2) The Turin Horse / Béla Tarr & Ágnes Hranitzky

The final film from Hungarian auteur Bela Tarr might also be his best. Like Satantango and Werckmeister Harmonies before it, The Turin Horse features his unique brand of hypnotic, desolate black & white long takes, the strange beauty of which alone makes Tarr one of the great filmmakers. Yet The Turin Horse also affords Tarr his simplest and most effective philosophical framework, which at once compliments the raw power of his images and complicates it. The film examines the miserable daily routine that defines the lives of a poor coachman and his daughter, and, with a kind of sadistic glee, asks why we cling to survival when all hope seems to be lost. A mesmerizing experience.

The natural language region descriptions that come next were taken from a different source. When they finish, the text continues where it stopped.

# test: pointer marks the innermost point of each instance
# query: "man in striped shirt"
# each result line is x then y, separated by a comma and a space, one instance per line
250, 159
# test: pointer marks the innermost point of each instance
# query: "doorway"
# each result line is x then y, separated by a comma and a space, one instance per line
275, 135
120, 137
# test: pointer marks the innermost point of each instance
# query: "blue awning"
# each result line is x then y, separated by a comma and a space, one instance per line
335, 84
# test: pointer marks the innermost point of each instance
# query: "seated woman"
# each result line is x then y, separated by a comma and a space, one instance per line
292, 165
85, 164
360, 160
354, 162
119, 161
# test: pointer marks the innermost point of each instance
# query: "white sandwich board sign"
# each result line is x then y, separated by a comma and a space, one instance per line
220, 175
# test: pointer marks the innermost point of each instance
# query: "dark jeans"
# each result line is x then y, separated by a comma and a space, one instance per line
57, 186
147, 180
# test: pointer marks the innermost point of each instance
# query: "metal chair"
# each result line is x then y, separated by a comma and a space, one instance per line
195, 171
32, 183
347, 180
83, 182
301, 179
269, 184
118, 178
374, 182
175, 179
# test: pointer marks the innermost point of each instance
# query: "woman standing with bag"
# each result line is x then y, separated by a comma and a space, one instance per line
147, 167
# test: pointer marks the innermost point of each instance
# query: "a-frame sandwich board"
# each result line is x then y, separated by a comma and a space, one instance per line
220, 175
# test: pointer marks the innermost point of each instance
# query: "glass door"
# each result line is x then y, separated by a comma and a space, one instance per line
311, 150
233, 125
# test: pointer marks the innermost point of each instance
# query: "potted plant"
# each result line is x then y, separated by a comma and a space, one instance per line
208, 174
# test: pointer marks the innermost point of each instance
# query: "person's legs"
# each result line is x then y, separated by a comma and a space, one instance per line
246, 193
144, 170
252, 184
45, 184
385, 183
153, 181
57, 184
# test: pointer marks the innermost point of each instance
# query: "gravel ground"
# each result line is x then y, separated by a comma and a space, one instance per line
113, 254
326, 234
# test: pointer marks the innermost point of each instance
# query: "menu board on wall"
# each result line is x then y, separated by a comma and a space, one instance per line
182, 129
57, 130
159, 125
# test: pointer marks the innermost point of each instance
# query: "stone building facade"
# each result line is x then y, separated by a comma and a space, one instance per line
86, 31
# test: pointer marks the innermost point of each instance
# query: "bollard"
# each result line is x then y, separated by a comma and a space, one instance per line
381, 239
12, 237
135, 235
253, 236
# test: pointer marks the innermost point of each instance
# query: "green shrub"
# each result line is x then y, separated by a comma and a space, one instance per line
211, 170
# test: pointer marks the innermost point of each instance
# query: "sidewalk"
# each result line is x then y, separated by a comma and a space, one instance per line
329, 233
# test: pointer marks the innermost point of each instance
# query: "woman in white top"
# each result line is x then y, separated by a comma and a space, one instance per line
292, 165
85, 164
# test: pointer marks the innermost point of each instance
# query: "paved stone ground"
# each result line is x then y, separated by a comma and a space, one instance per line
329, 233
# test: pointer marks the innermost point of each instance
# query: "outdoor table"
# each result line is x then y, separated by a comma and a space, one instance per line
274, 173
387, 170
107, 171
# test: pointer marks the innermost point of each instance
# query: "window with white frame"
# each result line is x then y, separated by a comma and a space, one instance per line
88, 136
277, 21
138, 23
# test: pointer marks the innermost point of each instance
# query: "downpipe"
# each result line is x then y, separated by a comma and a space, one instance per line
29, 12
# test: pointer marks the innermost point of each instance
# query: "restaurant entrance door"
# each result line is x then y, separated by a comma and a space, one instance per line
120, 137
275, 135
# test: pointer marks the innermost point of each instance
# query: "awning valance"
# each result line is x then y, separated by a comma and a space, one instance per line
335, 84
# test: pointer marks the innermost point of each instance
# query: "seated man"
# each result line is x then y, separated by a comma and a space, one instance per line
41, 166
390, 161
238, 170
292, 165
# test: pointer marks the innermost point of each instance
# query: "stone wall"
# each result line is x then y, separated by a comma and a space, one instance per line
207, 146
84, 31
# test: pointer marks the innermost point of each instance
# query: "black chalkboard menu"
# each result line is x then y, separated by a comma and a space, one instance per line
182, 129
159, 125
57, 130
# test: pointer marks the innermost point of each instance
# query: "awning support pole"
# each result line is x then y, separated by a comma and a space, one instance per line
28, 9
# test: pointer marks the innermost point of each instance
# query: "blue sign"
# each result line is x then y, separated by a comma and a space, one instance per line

1) The Master / Paul Thomas Anderson

While great films come and go every year, I believe Paul Thomas Anderson’s The Master will remain an American classic precisely for the jaggedness which disrupts the conventional narrative many seek from it. Like the sharp turns of the film’s score by Jonny Greenwood or the angular boniness and physical anguish of Joaquin Phoenix, The Master is rough around the edges and difficult to approach. And yet the starling originality of storytelling and filmmaking gets under your skin and stays there, allowing the film’s many ideas to gestate and bloom differently within each viewer. To me, The Master is about souls set adrift, as so many were in America after The Great War, and as so many are today. Phoenix’s memorably troubled protagonist Freddie Quell is constantly running away from life, fearful of staying in one place too long and giving himself over to any one master. The miracle of Anderson’s film, though, is the empathy and sensitivity it shows to this inner struggle, turning it outwards and bouncing its echoes across the whole film. The Master is Anderson’s most singular, masterful and assured film, but it’s also his most compassionate.